Are you out of love? God can sow a fresh desire for your spouse or loved one when you think there is nothing left to breathe life into. Out of resources? Let the One who owns the cattle on a thousand hills and created all that is show us how to manage or create in another way. Out of time? God does His best work in tight spaces. It is only the 11th hour to us; God has all the time in the world!

Our part is to 'delight ourselves in the Lord' and leave it to God to give us the desires of our hearts. I believe it is then that a circle of sorts completes. We may find that we desire the things of God....that we delight in the things of God....and discover a unity of Spirit and purpose as we live life with the Spirit of Truth abiding within. (See John 14 for more on the Spirit.)Blockquote
4. Commit your way... Trust in Him. He shall bring it to pass. Our part is to trust. God does not owe us anything. We do not contract or bargain for God's provision. This is not Let's Make a Deal. We often get hung up on the 'it' part, above. Some think that means that God shall bring to pass 'what we want.' I disagree. I believe God is sovereign and eminently trustworthy.

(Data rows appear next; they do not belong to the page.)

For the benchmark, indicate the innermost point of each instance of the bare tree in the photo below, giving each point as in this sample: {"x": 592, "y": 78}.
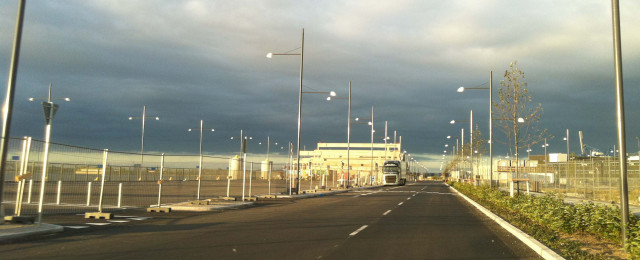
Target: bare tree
{"x": 515, "y": 114}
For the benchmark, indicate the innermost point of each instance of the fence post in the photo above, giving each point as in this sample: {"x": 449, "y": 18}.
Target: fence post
{"x": 88, "y": 194}
{"x": 59, "y": 192}
{"x": 30, "y": 189}
{"x": 26, "y": 146}
{"x": 104, "y": 173}
{"x": 250, "y": 179}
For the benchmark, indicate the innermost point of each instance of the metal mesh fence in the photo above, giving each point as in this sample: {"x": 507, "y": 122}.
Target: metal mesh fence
{"x": 80, "y": 180}
{"x": 596, "y": 178}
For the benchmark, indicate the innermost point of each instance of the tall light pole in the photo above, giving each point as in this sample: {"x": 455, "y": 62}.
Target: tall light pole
{"x": 200, "y": 163}
{"x": 490, "y": 88}
{"x": 269, "y": 55}
{"x": 545, "y": 145}
{"x": 49, "y": 112}
{"x": 143, "y": 117}
{"x": 7, "y": 109}
{"x": 470, "y": 121}
{"x": 617, "y": 50}
{"x": 371, "y": 123}
{"x": 566, "y": 138}
{"x": 348, "y": 130}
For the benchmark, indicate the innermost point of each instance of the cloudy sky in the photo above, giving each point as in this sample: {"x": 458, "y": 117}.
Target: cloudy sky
{"x": 193, "y": 60}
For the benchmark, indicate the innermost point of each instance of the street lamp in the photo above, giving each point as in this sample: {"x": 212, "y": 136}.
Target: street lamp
{"x": 545, "y": 145}
{"x": 348, "y": 130}
{"x": 200, "y": 163}
{"x": 143, "y": 117}
{"x": 566, "y": 138}
{"x": 49, "y": 112}
{"x": 301, "y": 54}
{"x": 490, "y": 88}
{"x": 243, "y": 151}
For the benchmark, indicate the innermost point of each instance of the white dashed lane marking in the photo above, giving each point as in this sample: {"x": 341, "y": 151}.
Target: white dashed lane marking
{"x": 358, "y": 231}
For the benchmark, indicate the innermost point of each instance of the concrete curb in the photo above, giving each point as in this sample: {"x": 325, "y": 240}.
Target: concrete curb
{"x": 531, "y": 242}
{"x": 7, "y": 234}
{"x": 211, "y": 207}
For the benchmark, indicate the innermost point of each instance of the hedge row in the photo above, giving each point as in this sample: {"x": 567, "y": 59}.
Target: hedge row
{"x": 547, "y": 217}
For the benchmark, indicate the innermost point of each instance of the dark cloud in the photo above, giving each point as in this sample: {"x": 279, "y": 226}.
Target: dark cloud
{"x": 193, "y": 60}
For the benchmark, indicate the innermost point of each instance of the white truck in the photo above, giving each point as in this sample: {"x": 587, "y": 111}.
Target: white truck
{"x": 394, "y": 172}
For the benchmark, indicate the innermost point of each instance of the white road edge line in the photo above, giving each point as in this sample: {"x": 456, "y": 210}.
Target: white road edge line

5. Rest in the Lord. Wait patiently for Him. Resting can be hard and waiting patiently harder still. We are people who do not wait well.

In making small as well as big decisions, use the time to contemplate and pray. Usually our decisions are made out of habitual responses or because we are seeking to please ourselves. Allow space for God to influence our responses. The more we delight ourselves in the things of God, the more we come to know the mind of Christ and to tune into the Spirit that God has allowed to dwell within. This is not a matter of how well we manage to do the task of 'delighting' (which would make it all about us), but is a matter of God's gift of faith allowing us to trust all the more.

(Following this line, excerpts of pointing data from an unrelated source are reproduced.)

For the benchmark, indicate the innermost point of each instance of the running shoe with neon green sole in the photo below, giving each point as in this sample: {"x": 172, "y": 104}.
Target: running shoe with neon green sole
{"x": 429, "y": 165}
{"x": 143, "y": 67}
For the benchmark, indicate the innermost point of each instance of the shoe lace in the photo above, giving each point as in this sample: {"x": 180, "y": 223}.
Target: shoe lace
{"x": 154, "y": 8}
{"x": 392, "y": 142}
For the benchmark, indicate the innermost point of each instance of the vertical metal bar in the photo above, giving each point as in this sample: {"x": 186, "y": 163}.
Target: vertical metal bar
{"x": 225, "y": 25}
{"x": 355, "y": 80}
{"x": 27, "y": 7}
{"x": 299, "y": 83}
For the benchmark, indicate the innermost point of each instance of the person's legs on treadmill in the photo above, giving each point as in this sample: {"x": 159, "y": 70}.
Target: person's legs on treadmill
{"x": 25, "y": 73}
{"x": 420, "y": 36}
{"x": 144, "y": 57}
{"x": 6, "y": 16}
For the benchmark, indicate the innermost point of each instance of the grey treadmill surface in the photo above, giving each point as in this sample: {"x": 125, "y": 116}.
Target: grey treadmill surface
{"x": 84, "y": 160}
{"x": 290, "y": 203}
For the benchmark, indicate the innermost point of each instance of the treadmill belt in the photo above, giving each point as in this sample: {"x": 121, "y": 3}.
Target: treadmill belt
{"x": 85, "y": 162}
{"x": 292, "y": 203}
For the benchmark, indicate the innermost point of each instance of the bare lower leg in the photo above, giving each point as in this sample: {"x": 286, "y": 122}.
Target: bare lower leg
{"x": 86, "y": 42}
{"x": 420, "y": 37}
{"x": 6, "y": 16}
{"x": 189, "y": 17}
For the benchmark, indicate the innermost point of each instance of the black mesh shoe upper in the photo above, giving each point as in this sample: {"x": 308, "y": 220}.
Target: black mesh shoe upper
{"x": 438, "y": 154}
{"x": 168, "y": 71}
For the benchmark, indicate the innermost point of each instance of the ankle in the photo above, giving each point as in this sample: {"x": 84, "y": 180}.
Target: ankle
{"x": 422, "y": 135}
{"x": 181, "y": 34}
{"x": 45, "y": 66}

6. Fret not. It only causes harm. Not only is worry not helpful, it is counterproductive - even harmful. The connections of worry and tension to physical maladies are clear. Worry does absolutely no good.

Look at the worrisome situation so as to break it down into smaller pieces. Identify those parts that we cannot change. Some things are outside our control or influence to alter. Acknowledge it, and begin to let it go. It may want to 'fly back home' out of habit, perhaps, and stay with us when we are accustomed to ruminating and worrying as a default setting. Changing such a pattern may take time and intentional effort, but we can learn to deliberately set aside the things we cannot change. We then begin the process of acceptance.

The Serenity Prayer is aptly named:
God, grant me the serenity to accept the things I cannot change,
Courage to change the things I can, and
Wisdom to know the difference.

Next, we take up the parts that we can change. Name them. View them one at a time. See what comes to mind in reliance on our skills set and experience as well as the creative capacity and wisdom of God who inspires and encourages us in all things. Most things we worry about did not get in the worrisome condition overnight, and will not be resolved instantly. This life is not a sprint. We need patience...trust...waiting....rest....and endurance for the journey.
Delight yourself in the Lord, and he shall give you the desires of your heart.

Pray that you will be strengthened with all of God's glorious power so that you will have all the endurance and patience you need. Colossians 1:11


* Hymn, Great is Thy Faithfulness inspired by Lamentations 3:
"I remember my affliction and my wandering, the bitterness and the gall. I well remember them, and my soul is downcast within me. Yet this I call to mind and therefore I have hope: Because of the Lord's great love we are not consumed, for His compassions never fail. They are new every morning; great is Your faithfulness. I say to myself, 'The Lord is my portion; therefore I will wait for Him'" (Lamentations 3:19-24).